Sometimes, not often, I accidentally achieve results that look too marvelous to be real. But they are. Just like in this case.
Last week I assigned Petr, our internal system developer, the task to optimize one server-side script. The script recently started taking over 8 hours to run and reaching the expiration limit we have set for it. When I tried his optimized script on live data I was honestly surprised. It took less than 2 minutes to run (over network).
My first thought was there must be something wrong. But the script was returning correct results. After further examination I could confirm that it really does what it is supposed to do.
Let me show you what and how Petr actually optimized...
A Little Background
This looked like an easy request a few months ago. We were supposed to implement report of stock inventory at a specified time. We had hundreds of items on stock and thousands of items historically in our system. We have a pretty generic inventory data model: we have a table of goods and a table of transactions.
To speed the report up we used auto-enters to keep the updated quantity on stock in each transaction record. But to be able to pull this information for any timestamp in history, we had to create a LAST flag defined as an unstored calc using relationship to previous transaction and comparing transaction timestamp to the report timestamp, whose result was 1 if it was the last transaction for the specific item with older or equal timestamp to the report timestamp.
Geneating the stock report this way originally took around 40 minutes, 35 minutes of which was performing find in the unstored calc field.
We never know in advance what time we will be generating the report for. So we thought there was no way to pre-calculated the results over night. But after brainstorming this issue in our team we came up with a solution. We created a new field DatesOnStock in the transactions table. It's a regular text field because date field cannot hold more than one date. Every first day in a month, we ran a script over night which found the last transaction for every item with positive quantity currently on stock. Then in every found record it added the current date to the DatesOnStock field.
For example, if a specific item was received on January 5, 2010 and then there was no transaction until June 20, 2010, the DatesOnStock field in the receiving transaction from January 5 will finally end up containing all these dates:
Now when we wanted to report items on stock on March 3, 2010 at 12:00 we performed this optimized find:
- Find all transactions with the date 3/1/2010 and all transactions whose timestamp is between 3/1/2010 0:00 and 3/3/2010 12:00
- Constrain found set to transactions with 1 in the LAST flag
The report which had been originally taking around 40 minutes and getting slower as we were adding data now took around 40 seconds and its speed did not depend on the number of obsolete transactions stored in the system. 60 times faster reports and most of the workload done only once a month over night. Not bad, right?

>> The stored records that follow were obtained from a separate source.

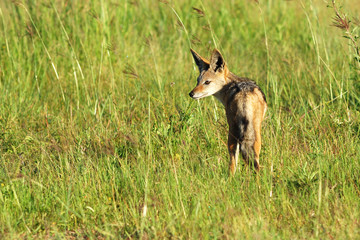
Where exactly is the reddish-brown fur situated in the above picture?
[190,49,267,174]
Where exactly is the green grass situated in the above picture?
[0,0,360,239]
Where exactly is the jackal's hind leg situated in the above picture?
[240,139,260,171]
[228,132,239,175]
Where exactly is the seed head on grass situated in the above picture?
[193,7,205,17]
[332,10,350,31]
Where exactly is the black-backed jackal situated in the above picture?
[189,49,267,174]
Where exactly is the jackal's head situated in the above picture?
[189,49,229,99]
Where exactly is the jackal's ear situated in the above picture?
[210,49,225,72]
[190,48,210,73]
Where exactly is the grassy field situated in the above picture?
[0,0,360,239]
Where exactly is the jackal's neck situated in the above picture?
[214,71,253,106]
[226,72,251,83]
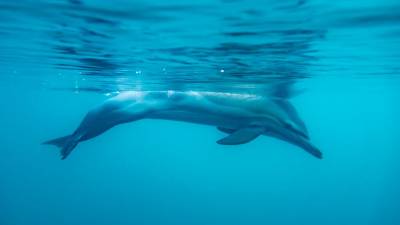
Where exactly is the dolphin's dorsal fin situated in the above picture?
[217,126,264,145]
[217,127,235,134]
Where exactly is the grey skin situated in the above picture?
[44,91,322,159]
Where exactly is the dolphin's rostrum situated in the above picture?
[44,91,322,159]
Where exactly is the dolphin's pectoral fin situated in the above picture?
[43,135,80,159]
[217,126,264,145]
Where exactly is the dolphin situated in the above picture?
[43,91,322,159]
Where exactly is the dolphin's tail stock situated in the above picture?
[43,135,80,160]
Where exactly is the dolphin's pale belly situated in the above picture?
[146,110,250,129]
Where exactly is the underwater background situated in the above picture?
[0,0,400,225]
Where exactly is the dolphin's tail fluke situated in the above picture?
[43,135,79,159]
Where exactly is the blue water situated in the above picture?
[0,0,400,225]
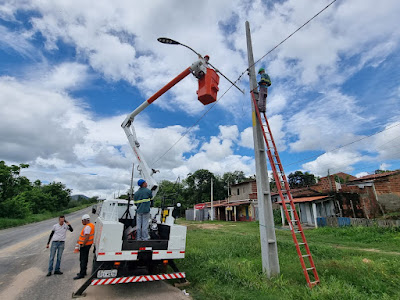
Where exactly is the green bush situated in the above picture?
[0,194,30,219]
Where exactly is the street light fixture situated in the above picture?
[157,37,244,94]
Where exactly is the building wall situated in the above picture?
[312,172,356,192]
[229,181,257,202]
[335,192,366,218]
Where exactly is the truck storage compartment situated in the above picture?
[122,240,168,250]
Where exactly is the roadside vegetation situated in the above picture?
[179,220,400,300]
[0,161,97,229]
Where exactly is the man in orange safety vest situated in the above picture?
[74,214,94,279]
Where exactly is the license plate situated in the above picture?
[97,269,118,278]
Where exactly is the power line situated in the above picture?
[153,0,336,164]
[152,84,234,165]
[285,123,400,167]
[235,0,336,83]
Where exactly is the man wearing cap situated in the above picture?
[46,216,74,276]
[74,214,94,279]
[257,68,271,113]
[133,179,153,241]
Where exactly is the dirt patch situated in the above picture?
[0,268,43,299]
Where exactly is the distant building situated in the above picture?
[347,171,400,218]
[191,171,400,226]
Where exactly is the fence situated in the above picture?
[317,217,400,227]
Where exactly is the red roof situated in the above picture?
[276,196,329,204]
[349,171,400,182]
[226,201,251,206]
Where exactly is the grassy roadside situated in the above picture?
[0,203,93,229]
[179,221,400,300]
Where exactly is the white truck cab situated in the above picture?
[93,199,186,278]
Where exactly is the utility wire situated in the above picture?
[152,84,234,165]
[285,123,400,167]
[153,0,336,164]
[235,0,336,82]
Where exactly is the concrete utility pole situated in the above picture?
[246,21,280,278]
[211,177,214,221]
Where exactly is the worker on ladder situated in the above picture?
[257,68,271,113]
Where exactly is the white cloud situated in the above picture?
[379,163,390,171]
[371,122,400,160]
[355,172,370,178]
[302,149,365,176]
[239,127,254,149]
[286,91,371,151]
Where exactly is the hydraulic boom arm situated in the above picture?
[121,67,192,197]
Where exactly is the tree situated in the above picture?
[0,161,31,203]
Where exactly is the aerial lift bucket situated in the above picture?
[197,68,219,105]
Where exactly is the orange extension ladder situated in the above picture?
[251,91,319,288]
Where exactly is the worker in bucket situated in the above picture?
[133,179,153,241]
[74,214,94,279]
[257,68,271,113]
[46,216,74,276]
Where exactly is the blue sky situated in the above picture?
[0,0,400,196]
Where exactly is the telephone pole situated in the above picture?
[211,177,214,221]
[246,21,280,278]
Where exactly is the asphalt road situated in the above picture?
[0,209,191,300]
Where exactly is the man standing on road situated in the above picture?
[133,179,153,241]
[46,216,74,276]
[74,214,94,279]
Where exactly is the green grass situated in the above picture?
[0,203,93,229]
[179,221,400,300]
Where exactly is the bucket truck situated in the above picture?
[74,56,219,297]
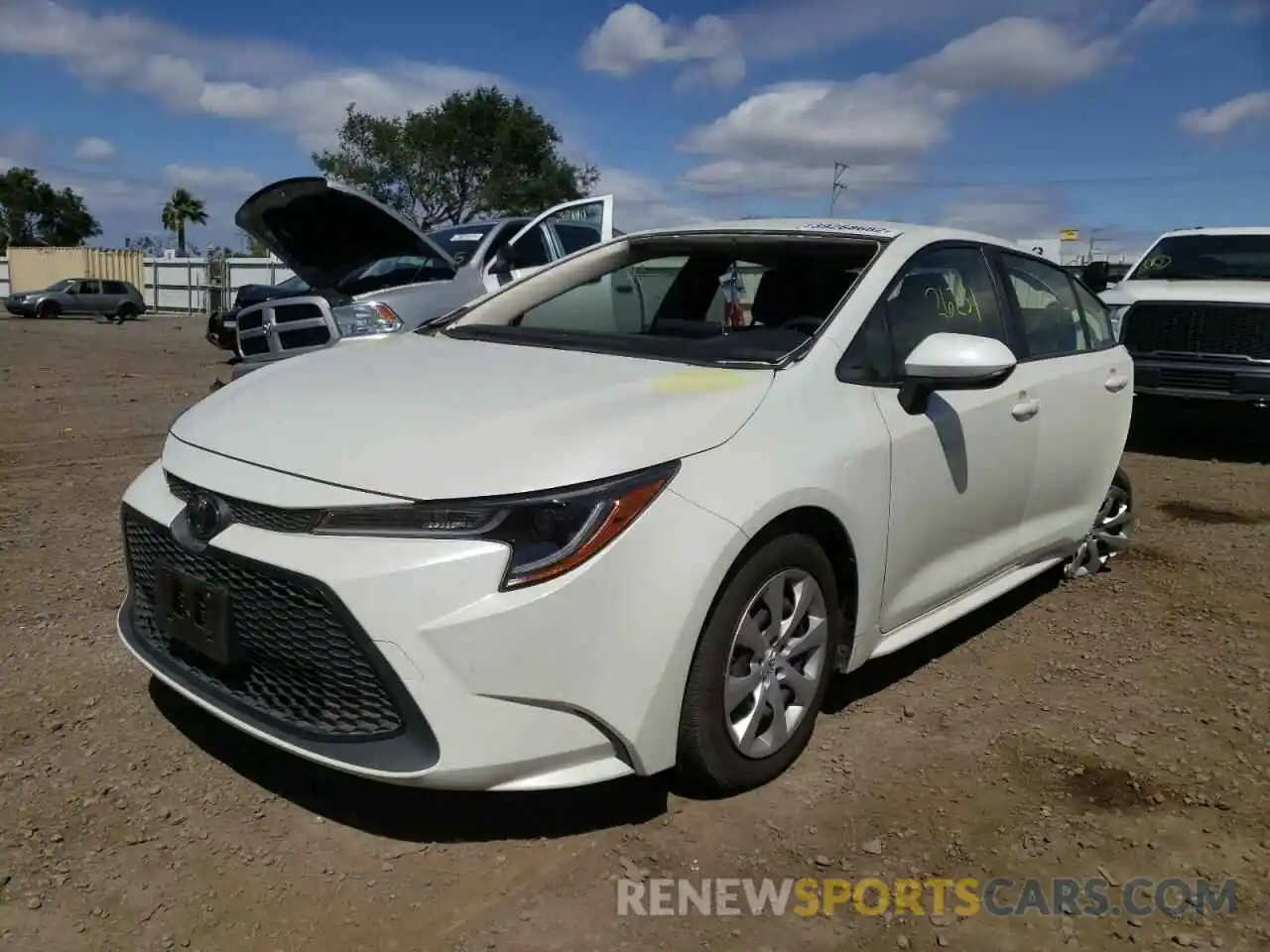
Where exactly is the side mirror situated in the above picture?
[899,331,1019,416]
[1080,262,1111,295]
[489,245,512,274]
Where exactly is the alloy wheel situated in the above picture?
[724,568,829,759]
[1063,484,1133,579]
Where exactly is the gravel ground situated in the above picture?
[0,318,1270,952]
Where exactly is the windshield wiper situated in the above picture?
[414,304,472,336]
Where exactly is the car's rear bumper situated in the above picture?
[1133,357,1270,405]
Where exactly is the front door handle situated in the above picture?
[1010,399,1040,420]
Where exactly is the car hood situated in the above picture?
[1098,281,1270,307]
[171,334,774,500]
[234,177,457,289]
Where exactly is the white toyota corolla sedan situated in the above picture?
[118,219,1133,793]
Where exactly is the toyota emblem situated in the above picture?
[186,493,228,542]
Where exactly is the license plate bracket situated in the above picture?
[155,563,242,667]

Then we did a physical inventory counting and generated a lot of transactions in a single day, and a new episode of the story began...
The Killer Optimization
The physical inventory revealed something that was already happening but we had not noticed yet. Both the over-night script and the report script were quickly slowing down as we were adding goods and transactions. On March 1 the server-side script did not finish because it exceeded the time limit we had set for it (you can set a time limit for a server-side script and FileMaker Server will halt the script when it exceeds the limit).
To verify why the script did not complete server-side I pulled it off the server and tried to run it locally. To measure the execution time I stored the start and end timestamps of the script in global variables.

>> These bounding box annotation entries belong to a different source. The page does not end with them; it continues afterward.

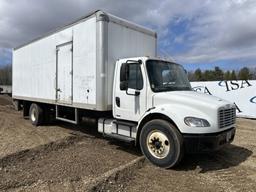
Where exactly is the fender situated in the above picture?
[136,104,217,144]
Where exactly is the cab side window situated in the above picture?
[121,64,143,90]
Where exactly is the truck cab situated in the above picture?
[99,57,236,167]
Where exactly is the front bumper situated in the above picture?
[183,127,236,153]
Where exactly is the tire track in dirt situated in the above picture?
[0,136,138,190]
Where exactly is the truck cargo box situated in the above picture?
[13,11,157,111]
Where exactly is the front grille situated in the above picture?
[219,108,236,129]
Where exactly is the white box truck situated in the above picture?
[13,11,236,167]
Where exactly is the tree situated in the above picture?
[203,70,216,81]
[224,71,232,81]
[195,69,203,81]
[238,67,251,80]
[214,67,224,81]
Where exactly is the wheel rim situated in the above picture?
[147,130,170,159]
[31,108,36,122]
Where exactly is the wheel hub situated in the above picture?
[147,130,170,159]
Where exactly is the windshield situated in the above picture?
[146,60,191,92]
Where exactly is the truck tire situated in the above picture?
[12,100,21,111]
[29,103,43,126]
[140,120,184,168]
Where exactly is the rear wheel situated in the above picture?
[140,120,183,168]
[29,103,43,126]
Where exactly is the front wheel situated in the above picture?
[140,120,183,168]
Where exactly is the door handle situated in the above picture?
[116,97,120,107]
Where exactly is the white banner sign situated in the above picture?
[191,80,256,118]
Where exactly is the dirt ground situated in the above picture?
[0,96,256,192]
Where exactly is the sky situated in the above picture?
[0,0,256,70]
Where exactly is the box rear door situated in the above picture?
[56,42,73,104]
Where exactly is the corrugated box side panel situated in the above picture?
[13,17,96,108]
[73,17,96,105]
[13,35,56,100]
[107,22,156,105]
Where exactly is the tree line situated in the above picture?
[0,65,12,85]
[188,67,256,81]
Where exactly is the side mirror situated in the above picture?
[120,63,129,82]
[120,81,128,91]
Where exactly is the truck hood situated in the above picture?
[153,91,233,110]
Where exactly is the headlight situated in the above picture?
[184,117,210,127]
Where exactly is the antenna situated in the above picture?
[160,49,175,62]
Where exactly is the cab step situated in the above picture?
[104,133,135,143]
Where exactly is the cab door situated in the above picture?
[113,61,147,121]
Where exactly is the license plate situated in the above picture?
[226,131,232,142]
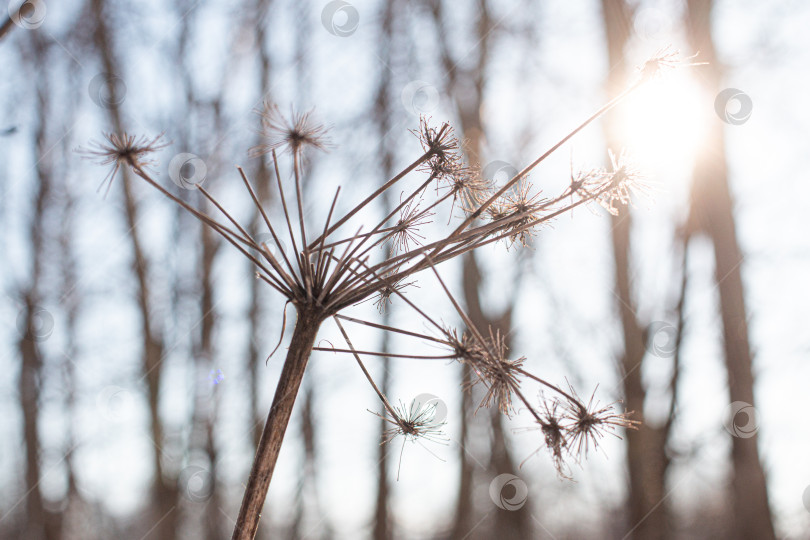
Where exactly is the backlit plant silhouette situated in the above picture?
[84,50,694,539]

This confirmed my fear: 5 hours were really bad for a locally executed script. So we had to optimize the script further but didn't have a clue how. Until we dicovered another issue...
Having around 50 thousand records in the transactions table, the find performed on the LAST flag turned out to be not only slow but also unreliable (at least when done over network). We discovered that it did not find all the records having 1in the LAST field. Even weirder, the resulting found set also contained a few items with 0 in the field! And what was worst, it did not return the same found set when we performed the find multiple times. We are now trying to describe the issue and prepare a test solution demonstrating this so that we can report it as a bug to FileMaker.

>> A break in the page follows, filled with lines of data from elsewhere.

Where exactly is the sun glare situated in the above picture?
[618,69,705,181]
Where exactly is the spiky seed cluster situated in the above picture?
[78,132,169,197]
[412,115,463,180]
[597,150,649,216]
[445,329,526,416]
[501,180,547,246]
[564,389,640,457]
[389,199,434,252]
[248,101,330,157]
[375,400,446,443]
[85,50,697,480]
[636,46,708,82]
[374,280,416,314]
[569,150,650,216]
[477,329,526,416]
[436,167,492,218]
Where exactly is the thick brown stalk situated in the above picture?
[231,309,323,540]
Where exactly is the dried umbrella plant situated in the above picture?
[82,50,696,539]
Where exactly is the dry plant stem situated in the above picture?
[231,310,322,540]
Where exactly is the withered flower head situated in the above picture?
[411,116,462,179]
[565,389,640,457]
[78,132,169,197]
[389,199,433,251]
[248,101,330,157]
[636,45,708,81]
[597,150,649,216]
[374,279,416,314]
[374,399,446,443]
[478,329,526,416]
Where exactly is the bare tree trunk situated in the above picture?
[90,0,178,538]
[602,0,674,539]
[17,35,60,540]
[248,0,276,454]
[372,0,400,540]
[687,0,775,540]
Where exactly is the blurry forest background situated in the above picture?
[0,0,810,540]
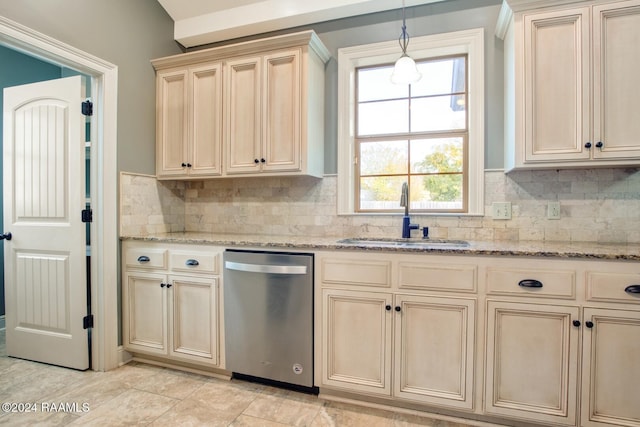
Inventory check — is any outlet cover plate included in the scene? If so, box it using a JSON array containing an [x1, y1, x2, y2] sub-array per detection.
[[491, 202, 511, 219], [547, 202, 560, 219]]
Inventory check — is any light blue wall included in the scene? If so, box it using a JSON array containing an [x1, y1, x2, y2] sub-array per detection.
[[0, 46, 62, 316]]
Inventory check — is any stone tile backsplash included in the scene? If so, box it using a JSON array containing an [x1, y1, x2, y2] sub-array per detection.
[[120, 169, 640, 243]]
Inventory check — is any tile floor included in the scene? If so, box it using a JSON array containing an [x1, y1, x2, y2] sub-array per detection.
[[0, 330, 476, 427]]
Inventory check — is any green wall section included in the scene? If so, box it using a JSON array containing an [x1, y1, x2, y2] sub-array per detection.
[[0, 46, 62, 316]]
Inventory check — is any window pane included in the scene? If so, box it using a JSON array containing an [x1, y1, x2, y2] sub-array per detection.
[[411, 96, 467, 132], [360, 141, 409, 175], [411, 57, 467, 96], [360, 176, 407, 210], [358, 99, 409, 136], [358, 66, 409, 102], [411, 174, 463, 210], [411, 138, 464, 173]]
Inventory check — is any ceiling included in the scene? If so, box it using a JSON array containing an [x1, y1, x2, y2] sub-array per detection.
[[158, 0, 446, 47]]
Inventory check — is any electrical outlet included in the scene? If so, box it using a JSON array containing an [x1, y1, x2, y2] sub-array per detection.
[[547, 202, 560, 219], [491, 202, 511, 219]]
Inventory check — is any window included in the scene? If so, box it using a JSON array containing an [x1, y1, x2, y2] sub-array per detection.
[[338, 29, 484, 214]]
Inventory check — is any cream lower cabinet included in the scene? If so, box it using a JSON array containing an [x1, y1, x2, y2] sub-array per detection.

In the meantime, of course, we had to make our system work. So I told Petr: "Rewrite the scripts to not use the unstored calc even if you will have to walk through all the 50 thousand records in a loop and let's hope the solution you find won't be slower than the current broken one."
The result was unbelievable.
Petr cut the execution time of the script from 5 hours 11 minutes and 33 seconds to just 6 seconds.
That's a 311 thousand percent speed increase!
And guess what, the new script really does go through all the 58,525 transaction records in a loop.
See what the two scripts look like:
Doesn't it look like a miracle?
The Marvelous Optimization Formula
OK, let's add a bit of self-reflection. I have discovered something I call "Marvelous Optimization Formula". It works like this:
- The more marvelous it appears the less you believe it is the right way.
- The less you believe it is the right way the more probably you're going to do it the stupid way.
- The more stupid way you do it the more marvelous the right way appears.
Got it? The main reason this optimization looks so marvelous is that the original approach was so much more stupid. Just think about these questions for a moment:
- Considering how we defined the LAST flag calculation, what does it take to evaluate it for a single transaction?
- Now what does it take to evaluate it for two transactions with the same PN and Stock ID?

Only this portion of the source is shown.